Saturday, January 31, 2009

Iterasi Archives Sites Without Permission

Guess what boys and girls?

There's another wonderful new site that allows people to copy your shit without your permission!

Iterasi allows their members to "archive" individual web pages.

The pages on my site have a meta tag "NOARCHIVE" which tells everyone DO NOT ARCHIVE this page yet they archived it anyway. They also stripped out my frame busting javascript so they are seriously thwarting sites at every turn that don't want to participate in their tool.

Being that Iterasi is in Beta maybe I'll cut them a little slack, very little, but just a bit.

On their web site it says:

At iterasi, we love the Web. So much so, that we want to keep it.
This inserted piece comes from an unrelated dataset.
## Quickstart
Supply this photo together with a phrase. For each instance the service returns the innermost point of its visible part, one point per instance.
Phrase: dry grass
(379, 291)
Forever.
If you really love the web you would follow standard web protocols and if the webmaster gives you permission, fine, do whatever you want.

For those of us that don't allow it, back the fuck off.
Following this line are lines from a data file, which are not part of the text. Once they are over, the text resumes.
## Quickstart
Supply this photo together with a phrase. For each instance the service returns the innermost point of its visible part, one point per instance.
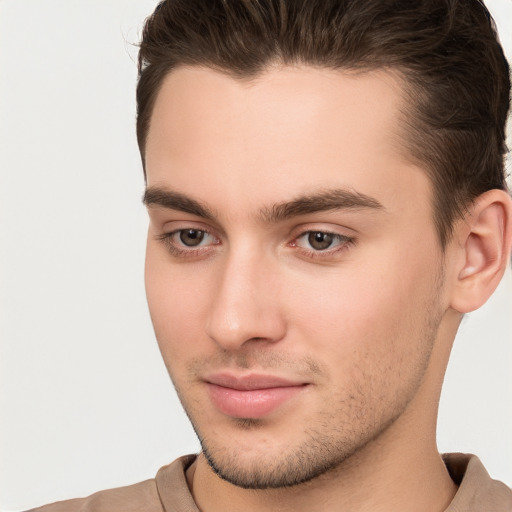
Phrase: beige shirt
(168, 491)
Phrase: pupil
(191, 237)
(319, 240)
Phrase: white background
(85, 401)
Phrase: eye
(192, 237)
(319, 242)
(188, 242)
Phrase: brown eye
(191, 237)
(320, 241)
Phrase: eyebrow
(156, 196)
(324, 200)
(327, 200)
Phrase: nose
(245, 306)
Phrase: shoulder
(141, 497)
(477, 492)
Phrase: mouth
(251, 396)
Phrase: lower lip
(251, 404)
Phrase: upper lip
(251, 381)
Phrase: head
(322, 178)
(446, 51)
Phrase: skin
(365, 325)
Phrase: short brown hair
(447, 51)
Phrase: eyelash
(345, 242)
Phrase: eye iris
(191, 237)
(319, 240)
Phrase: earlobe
(485, 239)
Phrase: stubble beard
(340, 431)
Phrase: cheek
(175, 301)
(366, 312)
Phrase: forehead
(280, 134)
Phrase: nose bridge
(245, 305)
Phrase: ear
(483, 245)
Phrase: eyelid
(346, 240)
(172, 229)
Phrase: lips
(251, 396)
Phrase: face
(293, 270)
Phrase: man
(327, 199)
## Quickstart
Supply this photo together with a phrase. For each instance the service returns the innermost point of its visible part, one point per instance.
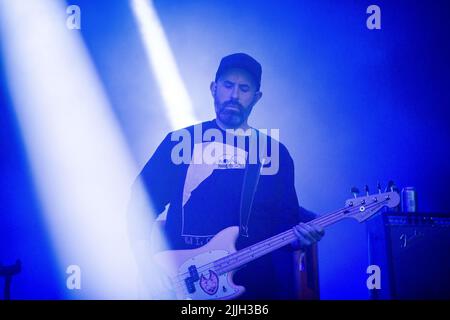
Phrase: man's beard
(232, 114)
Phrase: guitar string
(324, 219)
(242, 252)
(276, 240)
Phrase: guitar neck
(246, 255)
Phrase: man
(204, 177)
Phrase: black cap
(241, 61)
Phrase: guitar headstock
(362, 208)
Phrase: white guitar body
(209, 285)
(206, 273)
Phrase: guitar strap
(249, 185)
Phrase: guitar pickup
(193, 273)
(189, 285)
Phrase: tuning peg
(355, 191)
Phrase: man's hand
(307, 234)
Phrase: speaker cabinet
(413, 253)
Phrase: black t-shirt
(204, 194)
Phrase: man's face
(234, 96)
Here's the IP and user agent details:
198.145.117.78

"Mozilla/4.0 (compatible; MSIE 7.0; Windows NT 6.0; WOW64; SLCC1; .NET CLR 2.0.50727)"
They operate out of this IP range:
OrgName: Infinity Internet, Inc.
NetRange: 198.145.0.0 - 198.145.255.255
CIDR: 198.145.0.0/16
Infinity Internet is a mixed service with both hosting and business/residential DSL services so blocking the whole range probably isn't safe.

The reverse DNS shows:
pointer ip78.117.colo.iinet.com.
For the time being, you can opt-out of Iterasi by blocking anything with an RDNS containing ".colo.iinet.com" which seems to stop them dead in their archiving tracks.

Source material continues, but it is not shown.